John makes two basic arguments: one based on the Doctrine of Creation, and the other from the Doctrine of Redemption. In the first place, John reminds his readers, “from the beginning God made man in his own image.” From the start God has endowed our earthly humanity with the reflection of himself. Even granting that the “imago dei” (Image of God) is not our actual physical form and God does not have hands and feet as we do, our concrete embodied humanity itself already points to God. “For what reason,” says John, “do we adore one another, except because we have been made to the image of God?” He quotes Basil of Caesarea, “the honor paid to the image resounds to the original” – a principle that is the foundation of all Christian iconography.
John’s argument from the doctrine of Redemption is based on mystery that in Jesus Christ, the “Word became flesh.” Says John, “through the bowels of His mercy God our salvation was made man in truth…really made man in substance.” God has made himself tangible, as the Epistle of John says , “we have seen and touched and heard, which we have heard, which we have seen with our eyes, which we looked upon and have touched with our hands, concerning the word of life— the life was made manifest, and we have seen it.” (1 John 1:1-2) The fact that the incarnate Christ “is the image of the invisible God,” (Colossians 1:15) and that God has become visible in the humanity of Jesus of Nazareth and meets us on our own level, points to the value of visual representation.
John of Damascus puts it this way: “when the invisible becomes visible in the flesh, then you may depict the likeness of something seen; when one who, by transcending his own nature, is bodiless, formless, incommensurable, without magnitude or size, that is, one who is in the form of God, taking the form of a slave, by this reduction to quantity and magnitude puts on the characteristics of a body, then depict him on a board and set up to view the One who has accepted to be seen.”
The classic Protestant suspicion of imagery and use of the visual is based on the conviction that true faith need not rely upon the human proclivity to make sense of the divine in tangible human terms.

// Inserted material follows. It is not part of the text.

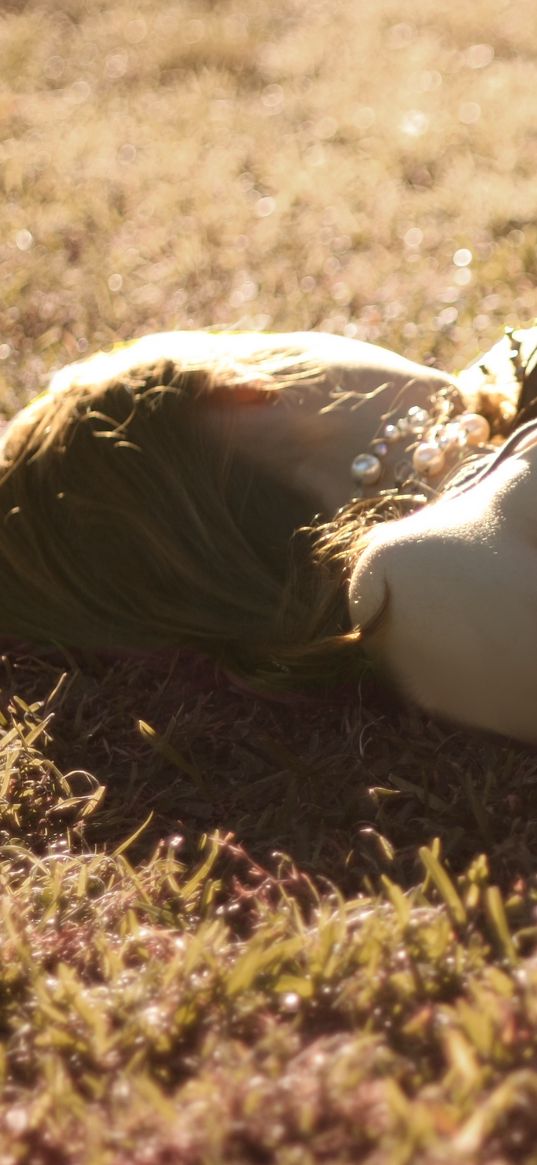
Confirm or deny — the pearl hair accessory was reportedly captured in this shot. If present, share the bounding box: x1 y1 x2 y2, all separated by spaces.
351 388 490 489
351 322 537 496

But in the divine “condescension,” God chooses to make himself tangible – even material. Hence, the rejection of the “outward” and “visible” risks slipping into a tacit Gnosticism (the heresy that Christ never truly took on material flesh) and minimizing of the Incarnation.
What then?
This is not a polemic against Seeker Churches. There are ways in which Seeker Churches exercise this incarnational principle of meeting people on their own level in innovative and creative ways. Often the worship in such churches draws from of popular forms of entertainment and is highly media savvy. This is one reason such churches have such a wide appeal – and they have much to teach us.
My point is simply that liturgical churches should think twice about downgrading the outward expression of ritual and symbolism in order to appear less “churchy.” Rather a better approach would be to be more imaginative and invitational in drawing newcomers into the rich outward forms of sacramental worship as something deeply consistent with the Gospel, and with our own human nature.